Aneurysms and dissections of the right-sided aortic arch are rare and published data are limited to a few case reports and small series. The optimal treatment strategy of this entity and the challenges associated with their management are not yet fully investigated and conclusive. We performed a systematic review of the literature to identify all patients who underwent surgical or endovascular intervention for right aortic arch aneurysms or dissections. The search was limited to the articles published only in English. We focused on presentation and critically assessed different management strategies and outcomes. We identified 74 studies that reported 99 patients undergoing surgical or endovascular intervention for a right aortic arch aneurysm or dissection. The median age was 61 years.

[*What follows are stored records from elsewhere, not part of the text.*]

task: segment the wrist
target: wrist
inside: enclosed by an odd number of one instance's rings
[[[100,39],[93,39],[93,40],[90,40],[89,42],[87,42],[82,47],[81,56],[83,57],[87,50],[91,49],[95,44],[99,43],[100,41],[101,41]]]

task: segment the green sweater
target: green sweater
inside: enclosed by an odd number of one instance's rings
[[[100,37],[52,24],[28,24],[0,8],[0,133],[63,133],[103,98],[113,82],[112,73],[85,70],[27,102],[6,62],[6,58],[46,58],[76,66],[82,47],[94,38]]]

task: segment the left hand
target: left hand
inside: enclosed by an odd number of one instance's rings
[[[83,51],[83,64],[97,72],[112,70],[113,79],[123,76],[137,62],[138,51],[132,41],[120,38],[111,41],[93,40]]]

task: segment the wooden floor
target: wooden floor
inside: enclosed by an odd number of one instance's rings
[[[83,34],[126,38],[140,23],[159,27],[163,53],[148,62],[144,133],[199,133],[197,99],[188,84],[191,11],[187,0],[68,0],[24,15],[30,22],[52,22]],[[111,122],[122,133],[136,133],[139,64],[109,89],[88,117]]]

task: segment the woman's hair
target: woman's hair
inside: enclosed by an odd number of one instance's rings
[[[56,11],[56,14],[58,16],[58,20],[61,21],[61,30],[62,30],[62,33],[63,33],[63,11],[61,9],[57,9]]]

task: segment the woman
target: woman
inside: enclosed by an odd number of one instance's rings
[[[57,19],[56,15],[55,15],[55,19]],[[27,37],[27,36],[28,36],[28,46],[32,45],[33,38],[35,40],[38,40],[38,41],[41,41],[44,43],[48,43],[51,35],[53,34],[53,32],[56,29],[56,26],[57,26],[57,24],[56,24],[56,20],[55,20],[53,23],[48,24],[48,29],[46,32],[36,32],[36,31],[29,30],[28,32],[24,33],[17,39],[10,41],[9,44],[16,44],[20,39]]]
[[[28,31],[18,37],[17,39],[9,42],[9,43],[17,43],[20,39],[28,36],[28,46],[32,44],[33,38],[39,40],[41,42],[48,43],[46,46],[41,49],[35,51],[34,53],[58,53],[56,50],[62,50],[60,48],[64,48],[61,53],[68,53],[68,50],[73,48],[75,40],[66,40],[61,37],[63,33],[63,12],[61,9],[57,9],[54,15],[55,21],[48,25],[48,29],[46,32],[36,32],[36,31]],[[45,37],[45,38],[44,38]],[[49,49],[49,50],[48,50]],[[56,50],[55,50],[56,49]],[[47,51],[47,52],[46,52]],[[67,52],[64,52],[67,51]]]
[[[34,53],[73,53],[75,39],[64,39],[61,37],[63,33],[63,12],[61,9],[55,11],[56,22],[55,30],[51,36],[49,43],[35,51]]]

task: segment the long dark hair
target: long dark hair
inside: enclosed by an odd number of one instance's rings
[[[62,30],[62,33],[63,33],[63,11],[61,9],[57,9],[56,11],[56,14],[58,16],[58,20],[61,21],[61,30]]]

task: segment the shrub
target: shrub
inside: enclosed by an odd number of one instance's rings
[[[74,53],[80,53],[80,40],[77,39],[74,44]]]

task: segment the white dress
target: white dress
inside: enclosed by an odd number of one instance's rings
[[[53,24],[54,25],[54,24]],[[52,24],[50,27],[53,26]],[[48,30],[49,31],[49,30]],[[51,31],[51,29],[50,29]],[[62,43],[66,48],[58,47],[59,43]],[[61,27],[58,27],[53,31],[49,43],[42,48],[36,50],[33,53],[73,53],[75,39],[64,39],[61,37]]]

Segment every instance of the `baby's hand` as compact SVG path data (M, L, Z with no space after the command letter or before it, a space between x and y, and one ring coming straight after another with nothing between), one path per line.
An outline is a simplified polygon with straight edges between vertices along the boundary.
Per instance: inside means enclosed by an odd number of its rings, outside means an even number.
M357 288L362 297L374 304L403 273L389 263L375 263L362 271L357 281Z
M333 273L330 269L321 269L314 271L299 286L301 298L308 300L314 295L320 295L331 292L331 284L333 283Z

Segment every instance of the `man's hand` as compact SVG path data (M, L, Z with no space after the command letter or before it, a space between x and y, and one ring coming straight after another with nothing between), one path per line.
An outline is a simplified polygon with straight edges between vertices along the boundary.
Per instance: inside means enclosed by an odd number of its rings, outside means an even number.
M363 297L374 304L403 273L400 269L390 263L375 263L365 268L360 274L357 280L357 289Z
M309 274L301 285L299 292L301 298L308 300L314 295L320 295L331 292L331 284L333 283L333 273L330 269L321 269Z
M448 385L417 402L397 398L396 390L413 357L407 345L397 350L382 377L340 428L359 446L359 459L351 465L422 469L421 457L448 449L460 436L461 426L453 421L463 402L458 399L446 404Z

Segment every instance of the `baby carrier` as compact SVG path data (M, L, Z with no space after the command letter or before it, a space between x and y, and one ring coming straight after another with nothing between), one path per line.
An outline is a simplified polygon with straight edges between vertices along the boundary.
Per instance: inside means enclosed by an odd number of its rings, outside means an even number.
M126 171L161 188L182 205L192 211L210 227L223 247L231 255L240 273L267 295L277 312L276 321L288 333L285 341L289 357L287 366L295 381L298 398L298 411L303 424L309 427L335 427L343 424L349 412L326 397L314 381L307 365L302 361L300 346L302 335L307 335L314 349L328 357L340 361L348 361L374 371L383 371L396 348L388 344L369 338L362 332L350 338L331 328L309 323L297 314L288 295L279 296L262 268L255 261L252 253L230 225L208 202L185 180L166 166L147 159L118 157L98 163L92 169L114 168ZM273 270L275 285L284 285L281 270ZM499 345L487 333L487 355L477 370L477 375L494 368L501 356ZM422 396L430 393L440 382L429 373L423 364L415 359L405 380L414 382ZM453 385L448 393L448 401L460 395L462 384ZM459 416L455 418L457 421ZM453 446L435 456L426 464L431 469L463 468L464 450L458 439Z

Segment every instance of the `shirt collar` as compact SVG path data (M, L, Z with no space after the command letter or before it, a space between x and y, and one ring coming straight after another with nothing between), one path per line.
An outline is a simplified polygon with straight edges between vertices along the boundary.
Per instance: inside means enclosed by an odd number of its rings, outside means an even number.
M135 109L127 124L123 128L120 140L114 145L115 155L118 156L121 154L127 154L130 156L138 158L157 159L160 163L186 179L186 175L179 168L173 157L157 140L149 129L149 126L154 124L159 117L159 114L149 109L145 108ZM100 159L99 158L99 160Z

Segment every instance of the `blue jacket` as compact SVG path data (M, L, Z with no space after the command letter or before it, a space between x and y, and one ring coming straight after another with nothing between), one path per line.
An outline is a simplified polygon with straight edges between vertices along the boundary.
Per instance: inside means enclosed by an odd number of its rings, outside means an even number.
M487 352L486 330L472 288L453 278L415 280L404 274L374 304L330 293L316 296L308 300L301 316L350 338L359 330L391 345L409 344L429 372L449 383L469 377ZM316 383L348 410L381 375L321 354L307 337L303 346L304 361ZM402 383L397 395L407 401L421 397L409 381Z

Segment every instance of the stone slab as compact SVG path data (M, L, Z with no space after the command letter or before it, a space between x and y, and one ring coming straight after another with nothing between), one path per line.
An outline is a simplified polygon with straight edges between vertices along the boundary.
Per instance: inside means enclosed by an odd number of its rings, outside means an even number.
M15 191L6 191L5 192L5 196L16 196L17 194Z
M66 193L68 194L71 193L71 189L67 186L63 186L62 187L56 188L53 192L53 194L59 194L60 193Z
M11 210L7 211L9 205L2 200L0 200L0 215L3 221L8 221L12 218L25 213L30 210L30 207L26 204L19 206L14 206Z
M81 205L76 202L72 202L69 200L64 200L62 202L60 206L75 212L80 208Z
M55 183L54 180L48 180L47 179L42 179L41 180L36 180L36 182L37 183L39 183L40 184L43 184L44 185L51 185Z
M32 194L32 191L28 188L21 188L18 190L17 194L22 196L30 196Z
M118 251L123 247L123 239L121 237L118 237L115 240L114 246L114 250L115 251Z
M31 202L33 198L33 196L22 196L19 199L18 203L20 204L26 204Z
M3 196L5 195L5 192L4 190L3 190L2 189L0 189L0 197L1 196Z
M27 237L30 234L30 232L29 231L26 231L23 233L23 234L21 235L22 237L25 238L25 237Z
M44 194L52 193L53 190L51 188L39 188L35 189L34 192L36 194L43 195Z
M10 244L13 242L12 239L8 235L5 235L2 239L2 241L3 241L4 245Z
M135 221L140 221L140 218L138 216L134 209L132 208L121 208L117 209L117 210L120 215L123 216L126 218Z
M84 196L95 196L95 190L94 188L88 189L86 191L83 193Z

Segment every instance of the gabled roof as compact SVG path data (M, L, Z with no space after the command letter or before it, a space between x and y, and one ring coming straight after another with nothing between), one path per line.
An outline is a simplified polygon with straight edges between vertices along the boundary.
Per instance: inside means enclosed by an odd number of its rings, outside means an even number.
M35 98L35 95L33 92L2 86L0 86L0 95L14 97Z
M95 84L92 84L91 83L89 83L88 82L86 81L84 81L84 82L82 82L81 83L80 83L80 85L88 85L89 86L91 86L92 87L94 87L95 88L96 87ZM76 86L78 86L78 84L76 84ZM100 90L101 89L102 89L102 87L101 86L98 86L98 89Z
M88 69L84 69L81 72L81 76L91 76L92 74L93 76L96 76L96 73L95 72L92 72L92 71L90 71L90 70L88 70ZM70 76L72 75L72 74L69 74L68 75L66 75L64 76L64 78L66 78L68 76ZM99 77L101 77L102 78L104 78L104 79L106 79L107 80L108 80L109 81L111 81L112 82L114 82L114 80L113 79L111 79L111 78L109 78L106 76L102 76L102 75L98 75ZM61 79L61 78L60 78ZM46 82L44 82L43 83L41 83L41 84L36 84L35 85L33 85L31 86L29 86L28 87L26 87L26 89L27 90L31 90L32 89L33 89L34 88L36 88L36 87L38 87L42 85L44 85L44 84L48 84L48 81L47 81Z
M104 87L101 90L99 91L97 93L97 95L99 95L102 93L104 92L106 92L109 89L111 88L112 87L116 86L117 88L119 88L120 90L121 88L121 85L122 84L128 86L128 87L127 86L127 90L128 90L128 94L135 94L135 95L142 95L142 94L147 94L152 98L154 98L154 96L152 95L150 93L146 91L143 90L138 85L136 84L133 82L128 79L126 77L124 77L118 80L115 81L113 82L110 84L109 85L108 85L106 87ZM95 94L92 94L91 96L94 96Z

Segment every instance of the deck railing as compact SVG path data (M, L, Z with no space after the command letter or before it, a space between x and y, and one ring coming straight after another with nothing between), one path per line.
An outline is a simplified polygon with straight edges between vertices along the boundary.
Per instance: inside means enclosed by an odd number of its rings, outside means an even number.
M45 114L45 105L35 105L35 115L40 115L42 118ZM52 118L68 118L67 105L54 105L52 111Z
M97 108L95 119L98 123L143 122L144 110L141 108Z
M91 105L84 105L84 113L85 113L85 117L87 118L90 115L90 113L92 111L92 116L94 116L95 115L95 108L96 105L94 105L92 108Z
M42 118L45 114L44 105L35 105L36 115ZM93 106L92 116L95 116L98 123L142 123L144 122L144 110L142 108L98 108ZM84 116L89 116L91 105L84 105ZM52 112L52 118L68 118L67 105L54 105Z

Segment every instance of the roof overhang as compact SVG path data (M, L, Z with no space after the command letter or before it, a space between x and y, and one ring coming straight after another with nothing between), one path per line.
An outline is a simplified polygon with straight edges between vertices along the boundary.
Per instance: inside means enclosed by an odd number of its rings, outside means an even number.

The commonest presenting symptoms were chest or back pain and dysphagia. Eighty-eight patients had an aberrant left subclavian artery with only 11 patients having the mirror image variant of a right aortic arch. The commonest pathology was aneurysm arising from a Kommerell's diverticulum occurring in over 50% of the patients. Twenty-eight patients had dissections, 19 of these were Type B and 9 were Type A. Eighty-one patients had elective operations while 18 had emergency procedures. Sixty-seven patients underwent surgical treatment, 20 patients had hybrid surgical and endovascular procedures and 12 had totally endovascular procedure. There were 5 deaths, 4 of which were in patients undergoing emergency surgery and none in the endovascular repair group. Aneurysms and dissections of a right-sided aortic arch are rare. Advances in endovascular treatment and hybrid surgical and endovascular management are making this rare pathology amenable to these approaches and may confer improved outcomes compared with conventional extensive repair techniques.